Conference Contribution Details
Mandatory Fields
Ciara Chambers
Women in the Film and Television Industries Symposium
The “nameless sidekick”: feminine invisibilty in the UK and Irish film industries.
NUI Maynooth
Invited Oral Presentation
Optional Fields
When the Irish News announced that Anne Morrison, then Chair of BAFTA (the British Academy of Film, Television and the Arts) would provide the keynote address at the Women’s Leadership conference in Belfast in 2016, it reduced her to a nameless sidekick in an article titled: “Gender inequality still an issue at senior level says Stephen Fry's 'warm-up woman'”. Without a hint of irony, the article recounts her struggle to establish herself in a “boys’ club”, acknowledges a lack of female representation in the creative industries, and then moves on to detail the amount of “nice dresses” required by Morrison when attending a range of BAFTA events. The “nameless sidekick” is perhaps a useful label when considering women’s visibility in the film industry more generally. The names of Alfred Hitchcock, Martin Scorsese and Christopher Nolan are ubiquitous in popular culture, but those of Alma Hitchcock, Thelma Schoonmaker and Emma Thomas are not so well-known. Alma Reville was an accomplished editor when she married Hitchcock in 1926 and her extensive screenwriting credits illustrate her sustained contribution to Hitchcock’s oeuvre. Schoonmaker has edited every Martin Scorsese movie since 1980 while Thomas, Christopher Nolan’s partner, has produced all of Nolan’s films, amongst others.

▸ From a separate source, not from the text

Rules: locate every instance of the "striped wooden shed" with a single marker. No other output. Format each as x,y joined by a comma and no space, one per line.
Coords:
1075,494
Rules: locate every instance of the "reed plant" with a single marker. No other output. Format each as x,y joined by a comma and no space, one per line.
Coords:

These invisible collaborative relationships have had significant impact on the canonical cinema produced, but it is telling how little this input has been recognized. Equally problematic is the clear inequality in gender representation in directing and screenwriting roles internationally. This paper will consider statistical studies of gender imbalances in the film industry in the UK and Ireland as a means of excavating notions of unconscious bias at play in funding and hiring decisions. It will also consider the implications of the absence of a “female sensibility” in 21st century cultural expression.